BINE

Heat grids are an excellent possibility to integrate renewable energy into general heat supply, which reduces CO2 emissions and other forms of environmental impact. At the moment, however, many locally available heat sources are not used. In addition, there are several problems when operating such grids; e.g. summer operation is almost always a loss-making business. Also control of heat grids is typically implemented in a rather simple way which does not make full use of the potential (e.g. properly incorporating the heat storage capacity of the grid itself). When a grid reaches its capacity limit, conventional expansion typically involves enormous effort.
Therefore it is desirable to integrate all locally available renewable heat sources (solar thermal devices, biomass boilers, waste heat, which may be recycled by use of heat pumps) and in particular push de-centralized heat in-feed. This in-feed can relieve the strain on the grid; loss-making operation modes can be avoided by intelligent de-centralized solutions. At the same time, emissions can be reduced, since for integrated biomass boilers, use of partial load mode and frequent switching on and off are not necessary.

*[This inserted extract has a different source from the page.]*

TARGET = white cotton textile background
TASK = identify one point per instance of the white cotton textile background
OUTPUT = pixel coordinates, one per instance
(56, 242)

In order to advance this development, the heat-prosumer concept (producer-consumer, i.e. integration of buildings which, at some time feed heat into the grid while extracting heat from it at other times), which has already be treated in a pre-project, will be examined in more detail and will be developed further. This development will include aspects of heat technology, hydraulics, control theory, ecology and economics and will treat them in an integral approach. The focus for this is clearly on use of renewable energy, even though the concepts can also be transferred to heat from arbitrary sources. For these studies, technical calculations, model development, control unit design, simulation studies and experiments with different heat sources in a selected test grid will be used.
Advancing and evaluation of the business model also approaches from game theory, in particular in the context of multi-agent models, will be used.
Heat-technological results will be a criteria catalogue for all examined heat sources and an evaluation of their use in bi-directional grids. As a further result we will have a concept for a robust and efficient control strategy for prosumer integration. In addition, we will have a business model, optimized by simulation studies and evaluated by comparison with other approaches.